Plaintiff here made a request, which got passed on to the Hospital’s Service Provider for records access issues. Provider responded, demanding compensation well north of what is permitted under § 1158. Provider apparently justified its rates because the hospital had outsourced is records functions Provider—denoted a “professional photocopy representative—which Plaintiff was required to hire as an independent contractor in order to get a copy of her docs. Plaintiff’s attorney paid under protest, writing “in violation of CA EVID CODE 1158” in the memo of his check. Plaintiff then sued provider—on behalf of a class—for systematically violating Evidence Code § 1158. In opposition to class cert, Provider argued that there was no way to ascertain which members of the class had requested records “prior to litigation,” as § 1158 requires, and that, in any event, that question predominated over others in the litigation. The trial court agreed and denied class cert. Plaintiff appeals.

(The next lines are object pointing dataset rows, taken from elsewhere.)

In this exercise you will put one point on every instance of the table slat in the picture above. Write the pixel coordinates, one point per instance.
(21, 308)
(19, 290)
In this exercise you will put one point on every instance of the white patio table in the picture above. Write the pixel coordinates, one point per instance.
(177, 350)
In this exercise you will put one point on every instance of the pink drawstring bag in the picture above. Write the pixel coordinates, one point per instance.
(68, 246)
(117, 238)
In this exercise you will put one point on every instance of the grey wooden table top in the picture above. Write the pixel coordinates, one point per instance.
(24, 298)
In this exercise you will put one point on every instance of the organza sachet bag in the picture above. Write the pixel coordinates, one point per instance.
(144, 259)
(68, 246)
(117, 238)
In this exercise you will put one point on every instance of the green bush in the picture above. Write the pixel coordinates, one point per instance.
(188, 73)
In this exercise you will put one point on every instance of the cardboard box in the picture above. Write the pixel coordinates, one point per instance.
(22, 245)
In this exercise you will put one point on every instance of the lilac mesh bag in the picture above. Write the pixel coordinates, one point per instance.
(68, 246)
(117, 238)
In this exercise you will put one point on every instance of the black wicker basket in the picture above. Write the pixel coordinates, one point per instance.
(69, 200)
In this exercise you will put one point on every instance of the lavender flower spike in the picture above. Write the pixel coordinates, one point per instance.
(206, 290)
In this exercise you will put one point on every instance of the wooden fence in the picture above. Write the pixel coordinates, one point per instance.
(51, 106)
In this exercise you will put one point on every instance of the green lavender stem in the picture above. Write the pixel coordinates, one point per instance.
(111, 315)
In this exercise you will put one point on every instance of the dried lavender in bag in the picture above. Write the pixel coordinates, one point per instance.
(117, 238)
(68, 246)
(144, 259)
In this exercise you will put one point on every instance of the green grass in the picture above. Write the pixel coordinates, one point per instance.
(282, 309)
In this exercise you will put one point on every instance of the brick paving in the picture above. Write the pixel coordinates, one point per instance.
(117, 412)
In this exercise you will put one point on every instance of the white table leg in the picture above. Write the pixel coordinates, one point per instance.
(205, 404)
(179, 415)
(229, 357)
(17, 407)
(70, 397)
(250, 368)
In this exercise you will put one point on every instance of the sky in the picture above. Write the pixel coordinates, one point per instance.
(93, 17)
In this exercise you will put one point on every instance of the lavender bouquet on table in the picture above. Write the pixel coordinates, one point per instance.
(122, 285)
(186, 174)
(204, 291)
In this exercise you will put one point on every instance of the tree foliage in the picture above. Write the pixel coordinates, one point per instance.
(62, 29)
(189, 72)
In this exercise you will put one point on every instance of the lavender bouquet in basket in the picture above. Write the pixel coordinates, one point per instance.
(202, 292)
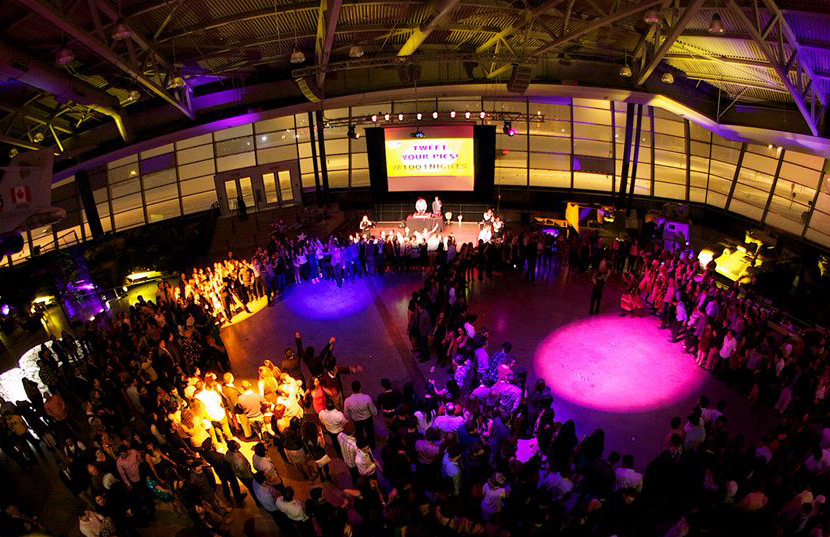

The ascertainability question turns on Provider’s records, which include a dataset of all inbound requests for medical records from attorneys. From that list, however, one could not ascertain whether a particular request was made before any litigation was filed (and thus subject to § 1158) or afterward (and thus arguably not). This, however, did not make the class unascertainable. The proposed class was defined by objective criteria that—consistent with the text of the § 1158—included only those who made pre-litigation requests. While using Provider’s list to generate a notice might result in an overbroad set of potential plaintiffs receiving notice, that overinclusiveness could be corrected by winnowing out the post-litigation requestors through some kind of claims process.

Similarly, the potentially individualized pre-/post- litigation distinction did predominate over the common issue of whether Provider unlawfully charged fees in excess of § 1158. “The fact that each class member ultimately may be required to establish his or her records request was submitted before or in contemplation of litigation does not overwhelm the common question regarding those uniform copying practices.”